Cafe Alpha provides this link:
Sixty years later the lessons from the era of Japanese reconstruction have been ignored entirely following the US-led military interventions in Afghanistan, now under the post-Taliban Karzai regime, and Iraq, after the toppling of Saddam Hussein. Indeed the post-World War II paradigm of neutralizing Japan’s bellicose, religio-political creed of Shintoism, has been turned on its head with regard to Islam, and the theocratic Islamic legal code, Shari’a—imbued with jihad, and completely antithetical to modern human rights constructs.
The core problem is that the West still doesn't comprehend (or refuses to acknowledge) the true nature of the enemy. If Islam is a religion of peace which is being "perverted" by a few psychotics, then we don't have to worry about the influence of Islamic law in Afghanistan and Iraq. Reality, however, doesn't jive with this premise.

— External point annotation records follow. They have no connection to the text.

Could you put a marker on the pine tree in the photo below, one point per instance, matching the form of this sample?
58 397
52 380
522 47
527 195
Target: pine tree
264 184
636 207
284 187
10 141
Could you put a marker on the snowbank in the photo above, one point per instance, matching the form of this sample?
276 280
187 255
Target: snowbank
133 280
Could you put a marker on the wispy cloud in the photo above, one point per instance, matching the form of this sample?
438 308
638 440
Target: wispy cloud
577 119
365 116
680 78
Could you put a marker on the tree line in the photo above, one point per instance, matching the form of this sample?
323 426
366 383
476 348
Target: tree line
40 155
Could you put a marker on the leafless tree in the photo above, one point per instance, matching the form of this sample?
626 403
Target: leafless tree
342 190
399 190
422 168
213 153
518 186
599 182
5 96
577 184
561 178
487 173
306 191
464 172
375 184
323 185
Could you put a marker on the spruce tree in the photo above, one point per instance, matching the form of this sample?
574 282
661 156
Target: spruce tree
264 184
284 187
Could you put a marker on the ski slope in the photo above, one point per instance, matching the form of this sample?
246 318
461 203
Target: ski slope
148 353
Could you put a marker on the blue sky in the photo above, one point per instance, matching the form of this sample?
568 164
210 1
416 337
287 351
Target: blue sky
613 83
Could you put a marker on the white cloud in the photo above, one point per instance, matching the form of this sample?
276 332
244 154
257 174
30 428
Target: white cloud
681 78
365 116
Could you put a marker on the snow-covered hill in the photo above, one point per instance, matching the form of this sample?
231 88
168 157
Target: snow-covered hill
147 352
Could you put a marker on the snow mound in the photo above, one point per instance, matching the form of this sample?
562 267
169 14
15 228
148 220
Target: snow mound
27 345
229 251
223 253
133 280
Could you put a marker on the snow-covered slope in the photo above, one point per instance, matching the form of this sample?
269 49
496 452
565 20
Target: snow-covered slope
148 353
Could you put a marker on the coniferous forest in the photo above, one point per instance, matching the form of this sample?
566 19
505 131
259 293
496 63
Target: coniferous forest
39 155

It is because of Islam that an ex-Muslim was a few days away from death in Afghanistan. It is because of Islam that Jews are not welcome in Iraq. Islam is the problem.
To be fair, our job is far tougher. Japan was and is one nation. Islam infects dozens of countries with over a billion people. If we come out and bluntly say that a state has no business implementing sharia, then this will put the West in an explicit war with the majority Muslim world. The Bush Administration has tried to avoid this scenario. They'd rather co-opt the "peaceful" majority and defeat Al Qaeda and its ilk.
The problem would still remain, though. What Al Qaeda won't gain through terror, the "peaceful" majority will achieve through demographics. The West will eventually have to broaden the scope of this war in all spheres -- in objectives, strategy and tactics.